One 2003 morning in late summer, the press gathered outside an Illinois Court. Minutes later, a brown-haired man exited. He’d been granted six-figures in compensation. In 1979, he was sentenced to 50-years imprisonment for a rape that never happened. This was the first wrongful conviction overturned by DNA testing. His name was Gary Dotson.
By that morning of Mr. Dotson’s compensation, DNA testing had exposed miscarriage of justice on a grand-scale in the United States’ criminal justice system. Combined, exonerated innocent persons had served about 1,100-years in jail.
Unending news headlines of perjury committed by state officials and false victims put the lie to United States’ mantra: a nation of laws, not of men. The public’s faith in their courts system was tainted.
To restore public trust, the US criminal justice system launched an inquiry into wrongful convictions. Institutional and unconscious bias was identified, compensation paid, and DNA evidence made standard.
Similarly, in 1997, the British public’s suspicion heightened over Freemasons having “unhealthy influence” in their judiciary, police and prison services, thus, skewed justice.
The then Home Secretary, Jack Straw, swiftly commissioned a bipartisan inquiry. “Openness and disclosure” was recommended to the United Grand Lodge of England. The secret society must voluntarily publish register of members in lieu of legislation mandating them.
In the end, it was revealed masons did occupy upper echelon of UK criminal justice system. But their influence was exaggerated: they are a tiny fraction.
This approach by the US and Britain to launch fact-finding inquiries in light of image tarnishing revelations, and learn lessons thereof, has effectively upheld integrity of their courts and governance in general.
Nigeria’s criminal justice system took a different turn many years ago and paid the price.
On 7, September 1963, Mr. Justice Sigismund Lambo, after listening to both prosecution and defence counsels for a month, sentenced Anthony Enahoro to 15-years imprisonment for treason. And on the following Wednesday, Mr. Justice George Sowemimo, handed Obafemi Awolowo and others (notably Lateef Jankande) a 17-year-concurrent sentence on same grounds.
Both were curious rulings. When delivering his guilty verdict, Mr. Justice Lambo acknowledged discrepancies in evidence of key prosecution witnesses: Sanya Onabamiro, Ibrahim Imam and Anthony Oboh, adding that the last named forged Enahoro’s signature on his supposed evidence, but ruled this was irrelevant.

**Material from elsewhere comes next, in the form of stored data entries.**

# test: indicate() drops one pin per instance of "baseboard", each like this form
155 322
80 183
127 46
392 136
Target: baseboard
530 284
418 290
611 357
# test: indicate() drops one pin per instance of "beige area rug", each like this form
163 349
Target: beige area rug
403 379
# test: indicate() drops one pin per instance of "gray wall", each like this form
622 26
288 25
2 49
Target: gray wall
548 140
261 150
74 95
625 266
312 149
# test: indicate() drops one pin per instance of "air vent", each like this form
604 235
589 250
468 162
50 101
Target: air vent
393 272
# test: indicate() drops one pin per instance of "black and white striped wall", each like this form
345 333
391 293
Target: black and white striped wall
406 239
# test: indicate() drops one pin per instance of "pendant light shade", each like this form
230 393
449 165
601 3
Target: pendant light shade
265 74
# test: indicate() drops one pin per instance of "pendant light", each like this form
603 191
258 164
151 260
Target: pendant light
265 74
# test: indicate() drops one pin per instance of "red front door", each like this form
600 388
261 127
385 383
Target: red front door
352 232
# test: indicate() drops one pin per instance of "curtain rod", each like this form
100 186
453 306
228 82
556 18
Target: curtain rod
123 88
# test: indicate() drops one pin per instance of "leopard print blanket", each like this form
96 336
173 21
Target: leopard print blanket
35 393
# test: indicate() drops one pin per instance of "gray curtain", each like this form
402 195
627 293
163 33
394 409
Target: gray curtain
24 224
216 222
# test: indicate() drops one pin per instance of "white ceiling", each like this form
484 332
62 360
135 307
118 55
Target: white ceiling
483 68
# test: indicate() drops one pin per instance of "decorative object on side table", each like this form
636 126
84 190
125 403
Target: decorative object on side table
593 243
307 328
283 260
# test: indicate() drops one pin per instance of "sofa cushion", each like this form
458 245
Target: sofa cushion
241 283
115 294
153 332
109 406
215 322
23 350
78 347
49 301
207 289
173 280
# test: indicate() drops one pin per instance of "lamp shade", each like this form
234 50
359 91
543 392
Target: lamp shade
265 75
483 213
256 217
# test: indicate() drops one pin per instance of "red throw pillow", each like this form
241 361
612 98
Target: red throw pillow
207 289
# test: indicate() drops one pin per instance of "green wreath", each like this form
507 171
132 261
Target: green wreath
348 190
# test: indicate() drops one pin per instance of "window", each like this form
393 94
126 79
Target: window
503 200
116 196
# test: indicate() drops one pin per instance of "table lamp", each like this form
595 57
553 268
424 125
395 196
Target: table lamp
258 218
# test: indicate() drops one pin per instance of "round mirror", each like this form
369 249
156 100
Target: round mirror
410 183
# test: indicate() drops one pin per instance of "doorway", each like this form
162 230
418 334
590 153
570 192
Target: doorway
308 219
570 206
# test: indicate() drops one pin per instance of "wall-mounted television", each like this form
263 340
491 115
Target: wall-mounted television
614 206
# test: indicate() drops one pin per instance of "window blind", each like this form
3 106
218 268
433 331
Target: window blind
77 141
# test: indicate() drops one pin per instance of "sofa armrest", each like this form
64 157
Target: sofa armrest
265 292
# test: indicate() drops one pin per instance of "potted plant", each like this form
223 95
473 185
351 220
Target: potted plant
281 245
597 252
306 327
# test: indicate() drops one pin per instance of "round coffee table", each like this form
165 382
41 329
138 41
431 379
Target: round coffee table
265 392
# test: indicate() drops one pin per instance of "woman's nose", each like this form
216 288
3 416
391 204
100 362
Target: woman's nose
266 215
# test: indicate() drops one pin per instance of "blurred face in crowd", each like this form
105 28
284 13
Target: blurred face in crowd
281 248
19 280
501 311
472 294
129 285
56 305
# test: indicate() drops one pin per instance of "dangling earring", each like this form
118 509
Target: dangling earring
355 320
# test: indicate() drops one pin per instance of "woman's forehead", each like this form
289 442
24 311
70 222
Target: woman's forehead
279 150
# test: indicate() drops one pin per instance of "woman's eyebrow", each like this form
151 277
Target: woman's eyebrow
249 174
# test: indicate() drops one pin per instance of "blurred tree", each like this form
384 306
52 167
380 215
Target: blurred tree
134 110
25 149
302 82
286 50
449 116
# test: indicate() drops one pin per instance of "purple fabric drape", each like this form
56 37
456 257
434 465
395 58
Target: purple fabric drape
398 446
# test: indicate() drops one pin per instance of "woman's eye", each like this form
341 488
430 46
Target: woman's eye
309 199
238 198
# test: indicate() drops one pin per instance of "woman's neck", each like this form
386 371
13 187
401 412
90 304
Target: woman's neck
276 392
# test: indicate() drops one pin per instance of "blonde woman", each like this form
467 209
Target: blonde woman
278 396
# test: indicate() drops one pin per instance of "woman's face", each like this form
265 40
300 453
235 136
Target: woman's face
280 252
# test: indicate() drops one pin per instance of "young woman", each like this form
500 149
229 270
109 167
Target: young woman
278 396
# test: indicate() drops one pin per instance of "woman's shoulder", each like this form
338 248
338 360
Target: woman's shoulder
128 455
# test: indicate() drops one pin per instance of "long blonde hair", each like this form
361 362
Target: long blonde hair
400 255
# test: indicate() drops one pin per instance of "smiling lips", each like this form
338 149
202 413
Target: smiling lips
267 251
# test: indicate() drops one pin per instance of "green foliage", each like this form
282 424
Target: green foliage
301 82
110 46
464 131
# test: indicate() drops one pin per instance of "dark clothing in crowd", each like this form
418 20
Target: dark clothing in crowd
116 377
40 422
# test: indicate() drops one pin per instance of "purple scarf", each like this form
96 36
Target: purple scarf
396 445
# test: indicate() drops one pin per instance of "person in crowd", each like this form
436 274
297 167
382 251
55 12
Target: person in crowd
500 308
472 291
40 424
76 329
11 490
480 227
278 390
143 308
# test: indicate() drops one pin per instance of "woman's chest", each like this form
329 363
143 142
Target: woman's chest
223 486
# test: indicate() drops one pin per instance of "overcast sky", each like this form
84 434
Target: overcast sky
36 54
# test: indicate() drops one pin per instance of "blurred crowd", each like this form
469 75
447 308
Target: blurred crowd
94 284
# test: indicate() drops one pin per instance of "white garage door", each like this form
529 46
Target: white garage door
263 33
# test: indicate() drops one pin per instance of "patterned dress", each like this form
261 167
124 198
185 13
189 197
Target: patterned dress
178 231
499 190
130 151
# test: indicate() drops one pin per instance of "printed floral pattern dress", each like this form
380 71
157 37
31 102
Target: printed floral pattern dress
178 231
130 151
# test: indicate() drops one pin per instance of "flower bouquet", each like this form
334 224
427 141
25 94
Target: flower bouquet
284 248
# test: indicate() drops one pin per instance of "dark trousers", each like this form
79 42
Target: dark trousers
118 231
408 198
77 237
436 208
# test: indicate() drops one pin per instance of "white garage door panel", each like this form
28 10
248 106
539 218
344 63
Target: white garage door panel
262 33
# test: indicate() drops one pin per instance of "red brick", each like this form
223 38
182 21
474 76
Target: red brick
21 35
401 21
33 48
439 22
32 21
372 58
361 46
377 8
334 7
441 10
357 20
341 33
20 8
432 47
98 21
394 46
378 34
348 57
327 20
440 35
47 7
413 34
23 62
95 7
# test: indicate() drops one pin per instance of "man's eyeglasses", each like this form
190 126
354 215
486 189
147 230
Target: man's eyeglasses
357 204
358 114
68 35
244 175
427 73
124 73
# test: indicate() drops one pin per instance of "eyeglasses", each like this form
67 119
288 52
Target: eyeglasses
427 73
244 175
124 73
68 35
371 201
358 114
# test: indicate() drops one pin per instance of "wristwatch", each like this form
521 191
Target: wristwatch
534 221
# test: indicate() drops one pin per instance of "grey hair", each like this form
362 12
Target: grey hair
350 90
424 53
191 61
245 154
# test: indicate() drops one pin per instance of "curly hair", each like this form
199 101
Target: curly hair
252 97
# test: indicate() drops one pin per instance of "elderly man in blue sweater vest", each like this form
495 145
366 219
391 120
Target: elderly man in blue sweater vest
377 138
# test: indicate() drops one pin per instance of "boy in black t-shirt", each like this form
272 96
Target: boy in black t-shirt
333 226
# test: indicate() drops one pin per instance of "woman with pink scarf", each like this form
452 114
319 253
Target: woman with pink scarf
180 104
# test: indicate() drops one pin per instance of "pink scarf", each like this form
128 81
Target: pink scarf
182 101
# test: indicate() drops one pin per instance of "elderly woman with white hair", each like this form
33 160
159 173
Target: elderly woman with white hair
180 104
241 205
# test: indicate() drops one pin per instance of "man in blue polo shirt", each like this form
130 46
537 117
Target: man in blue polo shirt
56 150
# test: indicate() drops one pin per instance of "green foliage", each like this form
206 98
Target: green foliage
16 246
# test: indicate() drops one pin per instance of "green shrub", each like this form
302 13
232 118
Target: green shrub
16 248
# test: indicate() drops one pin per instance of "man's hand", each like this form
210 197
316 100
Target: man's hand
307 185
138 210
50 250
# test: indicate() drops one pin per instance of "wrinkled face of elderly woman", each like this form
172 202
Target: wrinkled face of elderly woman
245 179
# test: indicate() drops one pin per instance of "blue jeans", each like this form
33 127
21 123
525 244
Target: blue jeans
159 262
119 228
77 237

In Awolowo’s case, prosecution relied much, strangely, upon Awolowo’s dream written in his diary. And book: Twelve Portraits of Power taken from his home library.
About the diary. Awolowo recorded a nightmare [killing a colossal serpent], and wrote it symbolised Action Group (AG) winning most seats at upcoming election. The prosecutor said that was clear evidence of his desire to be President at any cost, even if it meant killing leaders of Northern Peoples’ Congress (NPC). And the book evidence of strategies to topple the government.
There was room for Upper tribunal appeals. And if appeals dismissed, to the Supreme Court.
However, public opinion overran court process. Unlike approach of learning from mistakes seen above in US and Britain, the Nigerian government allowed Nigerian public stew in “corrupt judges” and “northern tyranny” sentiment.
Studies on 'Legitimacy and Criminal Justice' consistently conclude public distrust in their criminal justice system is detrimental to legitimacy of their government. In this case, it laid background for Nigerian Civil War, 1967–70.
Cynicism towards the Nigerian system has calcified two generations later. Lawyers openly allege unoriginal “corrupt judges” when judgment goes against their clients. According to the Nigerian Bureau of Statistics 2017 corruption perception report the once highly respected legal profession sits atop list of untrustworthy professionals, surpassed only by the Police. This is dangerous.
Undeniably, nepotism and brown envelopes influence Nigeria’s criminal justice system. However, progress in every human endeavour has come by learning from mistakes. Advancement from Alexander Bell’s telephone to our Smartphones has been through, basically, correcting flaw in a previous model. Criminal justice system is no different.
In our case, we know Nigeria’s States’ and Federal judiciary do not have financial autonomy. Nor do they self-select principals i.e. Attorney-General, Justice Minister, Commissioner for Justice. Politicians, perhaps with both infamous 1963 rulings in mind, usurped these powers for self-preservation.
By a similar process the police, too, has been enfeebled. Nigerian politicians take no cognisance of hierarchy when appointing Inspectors-General of Police — prioritising loyalty. On unacceptable working and living conditions, salary stagnation, the police is now too intimidated to speak up.
For Nigeria’s criminal justice system to improve one step, the judiciary’s and police’s autonomy is non-negotiable. And progress by large degrees will be recorded if we stopped, counterproductively, beating up on the system, but acculturating to learning lessons when miscarriage of justice is revealed.